Ti eleggo sabbia dorata, stella del Sahara
se la mia lingua bagnata nel sale del tempio
non può santificare il tuo sangue alto del
più alto del rango reale, chiamerò gli spiriti:
Mame Coumba Bang, Coumba Castel,
per risuscitare il tuo passato glorioso e umile.

Ti nomino terra di savana e di sorong
sei il canto che fa circolare il sangue rosso
dell’albero, il canto solenne che sveglia
l’humus del nostro respiro;il canto sacro
che circonda il recinto di meraviglia
e scava il ricordo orgoglio del nostro vissuto.

Ti nomino linfa, sorgente che scorre nelle
memorie fertili e ancora rinascenti,
memorie come piaghe che rifiutano
di seppellirsi, ricordi che deridono i cuori,
i cori scandiscono gli inni,
ma oggi i veri inni sono le voci delle donne
che si sono bruciate per l’orgoglio del loro sangue.

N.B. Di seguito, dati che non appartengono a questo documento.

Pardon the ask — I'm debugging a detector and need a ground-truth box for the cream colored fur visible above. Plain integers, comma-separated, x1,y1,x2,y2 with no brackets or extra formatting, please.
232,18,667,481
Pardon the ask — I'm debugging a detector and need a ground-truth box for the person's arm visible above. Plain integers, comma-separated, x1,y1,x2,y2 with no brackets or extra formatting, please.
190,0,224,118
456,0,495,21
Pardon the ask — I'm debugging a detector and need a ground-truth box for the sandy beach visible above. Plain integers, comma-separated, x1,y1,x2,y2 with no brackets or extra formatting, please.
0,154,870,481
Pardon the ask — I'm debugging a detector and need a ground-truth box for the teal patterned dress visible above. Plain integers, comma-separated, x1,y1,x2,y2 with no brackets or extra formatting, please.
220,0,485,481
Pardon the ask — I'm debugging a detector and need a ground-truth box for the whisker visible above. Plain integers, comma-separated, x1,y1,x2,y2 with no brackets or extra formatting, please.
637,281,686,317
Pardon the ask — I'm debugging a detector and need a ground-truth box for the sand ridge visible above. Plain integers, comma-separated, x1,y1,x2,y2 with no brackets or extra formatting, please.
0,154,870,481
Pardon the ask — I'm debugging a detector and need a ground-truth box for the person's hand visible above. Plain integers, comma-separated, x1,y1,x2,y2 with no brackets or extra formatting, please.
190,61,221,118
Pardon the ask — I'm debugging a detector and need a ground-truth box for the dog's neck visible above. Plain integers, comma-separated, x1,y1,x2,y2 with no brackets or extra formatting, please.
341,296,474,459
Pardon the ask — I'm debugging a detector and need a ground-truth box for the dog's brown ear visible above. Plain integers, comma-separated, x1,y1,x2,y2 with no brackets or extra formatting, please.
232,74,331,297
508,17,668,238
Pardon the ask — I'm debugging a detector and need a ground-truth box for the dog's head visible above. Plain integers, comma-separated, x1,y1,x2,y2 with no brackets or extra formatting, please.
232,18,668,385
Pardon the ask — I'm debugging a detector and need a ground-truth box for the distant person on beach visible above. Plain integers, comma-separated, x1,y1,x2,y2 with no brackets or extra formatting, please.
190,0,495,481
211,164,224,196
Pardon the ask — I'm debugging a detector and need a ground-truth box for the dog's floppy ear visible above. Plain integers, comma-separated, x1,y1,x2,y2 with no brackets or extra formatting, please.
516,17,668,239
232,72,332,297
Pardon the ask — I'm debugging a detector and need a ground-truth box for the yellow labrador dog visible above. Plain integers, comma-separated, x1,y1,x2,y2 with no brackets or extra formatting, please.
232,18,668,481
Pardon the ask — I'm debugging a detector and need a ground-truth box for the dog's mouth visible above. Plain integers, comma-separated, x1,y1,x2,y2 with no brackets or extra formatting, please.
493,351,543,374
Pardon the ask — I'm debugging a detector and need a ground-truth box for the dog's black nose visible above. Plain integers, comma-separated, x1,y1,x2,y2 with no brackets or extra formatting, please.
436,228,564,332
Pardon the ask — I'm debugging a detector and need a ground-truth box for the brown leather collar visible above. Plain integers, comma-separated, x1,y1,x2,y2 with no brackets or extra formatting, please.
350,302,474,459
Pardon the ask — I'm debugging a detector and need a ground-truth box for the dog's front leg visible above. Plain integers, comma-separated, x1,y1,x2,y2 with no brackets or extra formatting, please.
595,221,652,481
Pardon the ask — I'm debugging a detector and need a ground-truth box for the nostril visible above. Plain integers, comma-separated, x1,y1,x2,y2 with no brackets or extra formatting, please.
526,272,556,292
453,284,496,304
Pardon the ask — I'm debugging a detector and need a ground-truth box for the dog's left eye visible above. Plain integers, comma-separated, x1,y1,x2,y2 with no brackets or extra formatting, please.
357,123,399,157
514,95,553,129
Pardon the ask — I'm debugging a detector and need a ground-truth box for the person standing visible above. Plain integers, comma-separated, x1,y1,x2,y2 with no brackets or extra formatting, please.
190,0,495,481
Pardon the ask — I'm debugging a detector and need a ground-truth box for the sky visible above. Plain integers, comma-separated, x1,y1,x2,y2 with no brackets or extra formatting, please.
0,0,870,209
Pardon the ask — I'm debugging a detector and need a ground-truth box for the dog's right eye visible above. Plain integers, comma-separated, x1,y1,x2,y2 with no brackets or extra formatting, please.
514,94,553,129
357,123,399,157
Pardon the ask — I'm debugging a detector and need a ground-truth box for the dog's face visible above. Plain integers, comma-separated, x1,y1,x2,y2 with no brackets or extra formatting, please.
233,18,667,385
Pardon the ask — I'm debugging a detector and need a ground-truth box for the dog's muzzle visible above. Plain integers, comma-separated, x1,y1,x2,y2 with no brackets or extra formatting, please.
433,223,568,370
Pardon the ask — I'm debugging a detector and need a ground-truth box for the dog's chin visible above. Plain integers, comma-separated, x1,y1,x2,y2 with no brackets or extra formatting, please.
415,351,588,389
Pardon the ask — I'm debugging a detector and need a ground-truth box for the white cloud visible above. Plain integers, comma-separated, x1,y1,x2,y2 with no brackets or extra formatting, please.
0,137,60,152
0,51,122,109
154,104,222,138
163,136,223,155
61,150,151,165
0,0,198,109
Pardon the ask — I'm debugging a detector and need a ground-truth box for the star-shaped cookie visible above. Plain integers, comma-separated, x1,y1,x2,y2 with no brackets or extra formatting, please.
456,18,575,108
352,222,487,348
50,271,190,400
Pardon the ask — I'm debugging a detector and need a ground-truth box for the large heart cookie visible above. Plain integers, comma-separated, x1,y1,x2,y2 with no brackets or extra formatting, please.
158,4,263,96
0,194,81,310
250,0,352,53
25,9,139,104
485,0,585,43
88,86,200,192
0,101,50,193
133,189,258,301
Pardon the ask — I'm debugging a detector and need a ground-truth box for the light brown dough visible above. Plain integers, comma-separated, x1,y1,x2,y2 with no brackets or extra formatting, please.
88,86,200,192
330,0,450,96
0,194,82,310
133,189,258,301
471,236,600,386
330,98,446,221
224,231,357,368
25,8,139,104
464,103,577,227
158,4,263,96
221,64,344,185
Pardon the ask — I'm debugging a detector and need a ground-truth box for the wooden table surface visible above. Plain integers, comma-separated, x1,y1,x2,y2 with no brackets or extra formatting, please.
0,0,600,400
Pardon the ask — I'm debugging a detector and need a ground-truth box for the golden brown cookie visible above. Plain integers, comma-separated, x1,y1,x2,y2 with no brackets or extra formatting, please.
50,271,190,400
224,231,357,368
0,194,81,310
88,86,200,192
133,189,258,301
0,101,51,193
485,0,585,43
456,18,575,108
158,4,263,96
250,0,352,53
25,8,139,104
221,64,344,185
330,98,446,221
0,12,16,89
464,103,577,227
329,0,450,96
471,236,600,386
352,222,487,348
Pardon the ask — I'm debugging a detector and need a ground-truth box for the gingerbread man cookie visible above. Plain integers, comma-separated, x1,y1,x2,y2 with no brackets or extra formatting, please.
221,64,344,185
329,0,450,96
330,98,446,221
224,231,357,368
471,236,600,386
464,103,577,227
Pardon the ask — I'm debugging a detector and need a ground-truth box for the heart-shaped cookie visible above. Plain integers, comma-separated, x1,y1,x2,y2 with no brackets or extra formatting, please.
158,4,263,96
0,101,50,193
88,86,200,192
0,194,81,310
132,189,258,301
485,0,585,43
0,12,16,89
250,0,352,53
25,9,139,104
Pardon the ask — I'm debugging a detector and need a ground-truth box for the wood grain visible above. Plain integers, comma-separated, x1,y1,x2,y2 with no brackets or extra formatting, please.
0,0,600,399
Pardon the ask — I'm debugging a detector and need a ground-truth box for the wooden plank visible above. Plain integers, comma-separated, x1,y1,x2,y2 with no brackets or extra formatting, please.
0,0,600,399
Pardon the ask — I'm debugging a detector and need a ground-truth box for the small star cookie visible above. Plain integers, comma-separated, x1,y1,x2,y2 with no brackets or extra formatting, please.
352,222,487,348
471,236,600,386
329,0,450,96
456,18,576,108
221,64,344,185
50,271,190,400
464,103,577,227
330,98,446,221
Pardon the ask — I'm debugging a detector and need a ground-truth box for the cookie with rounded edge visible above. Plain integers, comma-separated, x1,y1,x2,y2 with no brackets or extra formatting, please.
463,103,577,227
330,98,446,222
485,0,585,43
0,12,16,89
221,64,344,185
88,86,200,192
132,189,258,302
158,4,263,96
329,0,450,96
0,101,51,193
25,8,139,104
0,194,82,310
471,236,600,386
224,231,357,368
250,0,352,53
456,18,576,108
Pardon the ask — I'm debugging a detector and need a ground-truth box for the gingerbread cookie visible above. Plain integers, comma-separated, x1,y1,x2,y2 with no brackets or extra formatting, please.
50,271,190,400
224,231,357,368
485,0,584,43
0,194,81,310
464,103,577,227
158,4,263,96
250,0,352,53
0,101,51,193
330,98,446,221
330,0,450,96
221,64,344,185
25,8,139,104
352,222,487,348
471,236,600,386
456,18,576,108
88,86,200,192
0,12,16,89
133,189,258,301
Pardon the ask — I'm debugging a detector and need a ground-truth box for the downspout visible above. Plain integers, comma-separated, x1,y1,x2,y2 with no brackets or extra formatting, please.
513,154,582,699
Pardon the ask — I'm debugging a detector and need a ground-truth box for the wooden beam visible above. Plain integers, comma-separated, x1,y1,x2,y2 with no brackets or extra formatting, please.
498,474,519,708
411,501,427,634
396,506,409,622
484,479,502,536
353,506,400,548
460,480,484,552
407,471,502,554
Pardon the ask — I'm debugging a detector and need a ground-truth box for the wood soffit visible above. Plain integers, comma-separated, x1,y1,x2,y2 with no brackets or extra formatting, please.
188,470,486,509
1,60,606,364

Ti nomino Djaraaf, re delle terre che inondano
gloria e onore
gli oneri appiccicati sulle le spalle dei tuoi figli
continuano di brillare nel firmamento del celeste
orizzonte mai spento.
La tua lingua la mia voce, la tua voce il mio orgoglio
il tuo orgoglio la vita vera dei tuoi figli.

Quando canticchiano le corde magiche delle kora
le dita mischiate dei tuoi cantori svelano le canzoni
che accoppiano le vere memorie agli inni sovrani.

Ti dico solo il punto del mio pensiero:
chi ti sacrifica morirà
chi berrà il tuo sangue si ubriacherà
che ti ucciderà verrà esiliato per sempre.

Cheikh Tidiane Gaye

Mame Coumba Bang:  Spirito del regno del Walo.
Coumba Castel: Spirito dell’isola di Gorée.
Sorong: Strumento musicale africano.